New book: The Lives of Margaret Fuller, by John Matteson ’83 (W.W. Norton)
The author: An English professor at John Jay College of Criminal Justice of the City University of New York, John Matteson won the 2008 Pulitzer Prize in biography for Eden’s Outcasts: The Story of Louisa May Alcott and Her Father. He also is the deputy director of the Leon Levy Center for Biography in New York City.
The book: In this biography of the controversial Margaret Fuller (1810-1850), Matteson traces her short but complex life and explores her legacy. The leading female of the transcendental movement, Fuller was editor of the United State’s first avant-garde literary magazine, a literary and social critic, the first regular foreign correspondent for an American newspaper, and the author of a major feminist book, Woman in the Nineteenth Century, which became a bestseller. Eventually she met an uneducated Italian nobleman when she was in Rome. At age 40, Fuller, her husband, and their son died in a shipwreck on their return to America.

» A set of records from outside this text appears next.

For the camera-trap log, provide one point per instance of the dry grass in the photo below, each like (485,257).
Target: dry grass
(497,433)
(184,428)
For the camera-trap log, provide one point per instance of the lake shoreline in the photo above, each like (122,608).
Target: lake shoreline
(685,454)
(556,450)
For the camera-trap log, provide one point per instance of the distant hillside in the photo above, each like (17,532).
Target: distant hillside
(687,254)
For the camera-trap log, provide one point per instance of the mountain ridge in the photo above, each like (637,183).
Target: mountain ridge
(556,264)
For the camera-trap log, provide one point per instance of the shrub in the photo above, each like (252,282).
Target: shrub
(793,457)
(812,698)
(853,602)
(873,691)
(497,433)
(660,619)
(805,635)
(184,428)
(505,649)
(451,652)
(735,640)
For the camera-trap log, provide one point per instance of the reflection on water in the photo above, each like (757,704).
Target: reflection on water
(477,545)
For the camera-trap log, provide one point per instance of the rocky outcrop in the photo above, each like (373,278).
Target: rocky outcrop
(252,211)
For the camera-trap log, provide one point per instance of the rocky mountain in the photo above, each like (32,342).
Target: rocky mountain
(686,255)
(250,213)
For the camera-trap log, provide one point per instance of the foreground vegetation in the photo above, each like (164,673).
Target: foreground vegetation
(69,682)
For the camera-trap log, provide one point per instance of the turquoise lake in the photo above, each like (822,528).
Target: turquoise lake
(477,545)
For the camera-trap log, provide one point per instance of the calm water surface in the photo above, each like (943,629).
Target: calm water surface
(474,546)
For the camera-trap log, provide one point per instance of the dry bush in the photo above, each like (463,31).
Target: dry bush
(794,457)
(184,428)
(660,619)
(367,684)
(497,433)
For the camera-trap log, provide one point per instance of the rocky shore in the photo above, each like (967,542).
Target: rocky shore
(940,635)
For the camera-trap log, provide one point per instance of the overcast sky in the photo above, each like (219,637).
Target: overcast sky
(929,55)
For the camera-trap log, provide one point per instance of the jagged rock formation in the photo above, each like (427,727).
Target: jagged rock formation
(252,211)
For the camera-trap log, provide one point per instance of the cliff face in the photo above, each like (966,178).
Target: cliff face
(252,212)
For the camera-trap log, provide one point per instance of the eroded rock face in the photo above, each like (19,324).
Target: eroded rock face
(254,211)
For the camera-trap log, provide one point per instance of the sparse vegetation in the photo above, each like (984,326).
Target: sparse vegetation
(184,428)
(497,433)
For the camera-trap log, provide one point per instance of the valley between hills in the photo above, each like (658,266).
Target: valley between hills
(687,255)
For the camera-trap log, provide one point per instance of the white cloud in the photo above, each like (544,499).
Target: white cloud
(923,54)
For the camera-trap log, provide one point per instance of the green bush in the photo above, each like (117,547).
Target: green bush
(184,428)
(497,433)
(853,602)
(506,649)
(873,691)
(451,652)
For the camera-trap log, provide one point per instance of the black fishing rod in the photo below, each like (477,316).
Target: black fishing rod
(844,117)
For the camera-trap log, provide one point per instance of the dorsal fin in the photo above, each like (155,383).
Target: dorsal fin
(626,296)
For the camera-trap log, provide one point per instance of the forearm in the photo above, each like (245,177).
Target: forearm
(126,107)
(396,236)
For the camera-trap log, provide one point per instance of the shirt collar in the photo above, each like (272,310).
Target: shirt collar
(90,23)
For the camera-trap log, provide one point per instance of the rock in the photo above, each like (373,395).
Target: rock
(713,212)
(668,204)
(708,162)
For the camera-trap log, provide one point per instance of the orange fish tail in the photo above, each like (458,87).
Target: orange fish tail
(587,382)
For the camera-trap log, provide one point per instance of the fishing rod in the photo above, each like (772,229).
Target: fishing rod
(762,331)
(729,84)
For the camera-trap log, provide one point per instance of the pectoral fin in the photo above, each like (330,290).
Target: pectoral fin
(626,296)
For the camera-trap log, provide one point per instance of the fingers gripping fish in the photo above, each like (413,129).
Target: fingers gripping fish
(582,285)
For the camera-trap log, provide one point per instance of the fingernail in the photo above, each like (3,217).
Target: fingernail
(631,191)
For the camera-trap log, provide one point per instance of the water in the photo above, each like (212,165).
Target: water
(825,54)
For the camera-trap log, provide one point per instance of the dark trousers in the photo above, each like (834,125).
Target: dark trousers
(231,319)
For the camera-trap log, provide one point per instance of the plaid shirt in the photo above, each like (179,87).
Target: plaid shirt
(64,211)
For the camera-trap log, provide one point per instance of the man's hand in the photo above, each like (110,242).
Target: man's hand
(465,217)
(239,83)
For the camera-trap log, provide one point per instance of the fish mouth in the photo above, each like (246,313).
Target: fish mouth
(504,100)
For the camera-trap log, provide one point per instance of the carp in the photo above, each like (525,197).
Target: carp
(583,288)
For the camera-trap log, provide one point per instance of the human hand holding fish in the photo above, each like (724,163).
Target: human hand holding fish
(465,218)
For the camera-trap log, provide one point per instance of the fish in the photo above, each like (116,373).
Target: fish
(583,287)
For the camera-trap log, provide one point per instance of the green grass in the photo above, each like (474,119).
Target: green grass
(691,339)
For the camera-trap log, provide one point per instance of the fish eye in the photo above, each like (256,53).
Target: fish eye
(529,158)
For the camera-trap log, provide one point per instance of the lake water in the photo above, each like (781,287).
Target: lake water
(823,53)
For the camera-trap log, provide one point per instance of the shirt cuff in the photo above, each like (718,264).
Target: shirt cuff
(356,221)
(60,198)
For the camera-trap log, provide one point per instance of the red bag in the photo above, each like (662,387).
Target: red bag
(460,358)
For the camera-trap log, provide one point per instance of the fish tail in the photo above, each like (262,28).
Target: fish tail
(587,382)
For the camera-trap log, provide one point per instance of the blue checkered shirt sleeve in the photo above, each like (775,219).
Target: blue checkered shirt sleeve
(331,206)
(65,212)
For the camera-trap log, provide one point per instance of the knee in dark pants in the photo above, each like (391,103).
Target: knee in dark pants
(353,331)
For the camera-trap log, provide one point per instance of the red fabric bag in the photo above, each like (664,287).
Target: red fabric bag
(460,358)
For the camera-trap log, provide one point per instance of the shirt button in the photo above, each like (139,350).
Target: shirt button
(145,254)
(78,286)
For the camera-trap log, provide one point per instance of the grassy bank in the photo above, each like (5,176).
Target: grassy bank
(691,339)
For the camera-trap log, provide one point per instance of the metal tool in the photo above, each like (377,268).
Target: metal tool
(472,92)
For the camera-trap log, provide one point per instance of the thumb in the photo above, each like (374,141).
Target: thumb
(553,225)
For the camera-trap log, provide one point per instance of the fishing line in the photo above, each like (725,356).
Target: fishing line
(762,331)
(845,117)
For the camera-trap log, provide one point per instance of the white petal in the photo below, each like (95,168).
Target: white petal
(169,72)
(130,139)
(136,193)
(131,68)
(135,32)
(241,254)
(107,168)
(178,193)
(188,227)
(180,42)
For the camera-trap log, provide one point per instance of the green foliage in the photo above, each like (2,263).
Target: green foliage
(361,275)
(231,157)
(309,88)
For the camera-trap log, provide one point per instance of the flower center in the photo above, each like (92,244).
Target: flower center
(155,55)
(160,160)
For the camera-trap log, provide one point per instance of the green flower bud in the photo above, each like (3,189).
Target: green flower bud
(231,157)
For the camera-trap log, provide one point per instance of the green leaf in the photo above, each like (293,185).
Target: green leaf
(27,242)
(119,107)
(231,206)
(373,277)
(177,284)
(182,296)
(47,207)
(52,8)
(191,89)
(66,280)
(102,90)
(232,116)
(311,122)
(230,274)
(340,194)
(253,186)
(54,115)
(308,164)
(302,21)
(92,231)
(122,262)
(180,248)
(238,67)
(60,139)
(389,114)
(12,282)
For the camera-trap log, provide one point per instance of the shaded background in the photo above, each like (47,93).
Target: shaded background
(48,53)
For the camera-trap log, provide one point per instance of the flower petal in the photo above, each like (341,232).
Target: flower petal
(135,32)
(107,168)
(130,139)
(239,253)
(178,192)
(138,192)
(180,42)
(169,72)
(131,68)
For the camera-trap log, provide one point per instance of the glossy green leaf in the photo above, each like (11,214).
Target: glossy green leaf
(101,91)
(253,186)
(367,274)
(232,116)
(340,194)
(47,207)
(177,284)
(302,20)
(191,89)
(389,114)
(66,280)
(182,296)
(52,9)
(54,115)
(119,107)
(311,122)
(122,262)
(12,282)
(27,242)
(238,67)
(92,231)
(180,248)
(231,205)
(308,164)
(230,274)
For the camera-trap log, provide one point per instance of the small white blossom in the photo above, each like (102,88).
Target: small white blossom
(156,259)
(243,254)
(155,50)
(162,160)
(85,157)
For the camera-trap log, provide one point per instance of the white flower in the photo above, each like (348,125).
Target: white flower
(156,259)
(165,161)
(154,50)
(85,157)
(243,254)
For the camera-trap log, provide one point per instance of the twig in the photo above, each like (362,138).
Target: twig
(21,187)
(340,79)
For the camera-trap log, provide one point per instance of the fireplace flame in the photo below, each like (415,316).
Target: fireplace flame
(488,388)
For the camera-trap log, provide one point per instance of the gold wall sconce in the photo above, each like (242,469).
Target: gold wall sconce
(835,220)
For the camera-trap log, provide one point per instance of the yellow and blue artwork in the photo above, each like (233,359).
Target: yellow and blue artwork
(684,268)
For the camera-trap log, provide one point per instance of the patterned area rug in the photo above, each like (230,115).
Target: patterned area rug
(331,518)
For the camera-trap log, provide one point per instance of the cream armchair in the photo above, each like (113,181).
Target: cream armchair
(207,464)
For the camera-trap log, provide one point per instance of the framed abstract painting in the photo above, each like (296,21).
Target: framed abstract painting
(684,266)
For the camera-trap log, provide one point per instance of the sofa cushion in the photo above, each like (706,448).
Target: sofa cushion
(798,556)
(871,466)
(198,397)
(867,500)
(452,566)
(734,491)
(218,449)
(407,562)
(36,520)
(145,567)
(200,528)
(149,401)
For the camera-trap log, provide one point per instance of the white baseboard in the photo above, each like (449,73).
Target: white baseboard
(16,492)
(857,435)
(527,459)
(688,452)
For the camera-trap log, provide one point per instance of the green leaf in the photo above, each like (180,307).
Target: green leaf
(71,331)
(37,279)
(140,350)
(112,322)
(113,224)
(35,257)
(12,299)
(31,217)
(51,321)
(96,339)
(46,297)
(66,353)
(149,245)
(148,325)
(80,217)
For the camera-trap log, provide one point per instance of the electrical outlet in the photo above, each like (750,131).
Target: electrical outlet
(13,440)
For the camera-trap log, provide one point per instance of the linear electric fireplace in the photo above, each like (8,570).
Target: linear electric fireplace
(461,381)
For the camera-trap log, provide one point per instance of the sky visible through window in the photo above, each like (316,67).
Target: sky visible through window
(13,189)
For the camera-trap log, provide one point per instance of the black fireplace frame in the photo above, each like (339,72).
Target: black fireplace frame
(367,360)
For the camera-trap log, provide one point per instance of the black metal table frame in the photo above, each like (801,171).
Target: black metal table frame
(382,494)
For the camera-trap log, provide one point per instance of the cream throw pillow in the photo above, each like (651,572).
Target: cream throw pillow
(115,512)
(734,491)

From the book: “A person of such ambition almost always encounters great resistance, and to achieve her self-creation, Fuller paid a tremendous price in pain, in poverty, and in ridicule. She also met with resistance in the form of self-doubt; in the limitations of a body that could not always support the incessant activity of her mind; and in the stubbornness of a world that reacted to contain and counterbalance any force that violated its rule of mediocrity. Such a person is always a work in progress, always restless, never final.”
Review: Library Journal called the biography a “great read.” It “draws a fairly complete picture of her environment and time” and makes “the subject come to life. Through Matteson’s easy narrative style and presentation of Fuller ‘as a series of identities,’ readers can begin to understand her drive and her flaws.” A critic for The Boston Globe, wrote, “Matteson’s portrait of Fuller, given depth and sheen by a treasure trove of letters, is unfailingly intelligent, nuanced, and intriguing, a story of tragic might-have-beens.”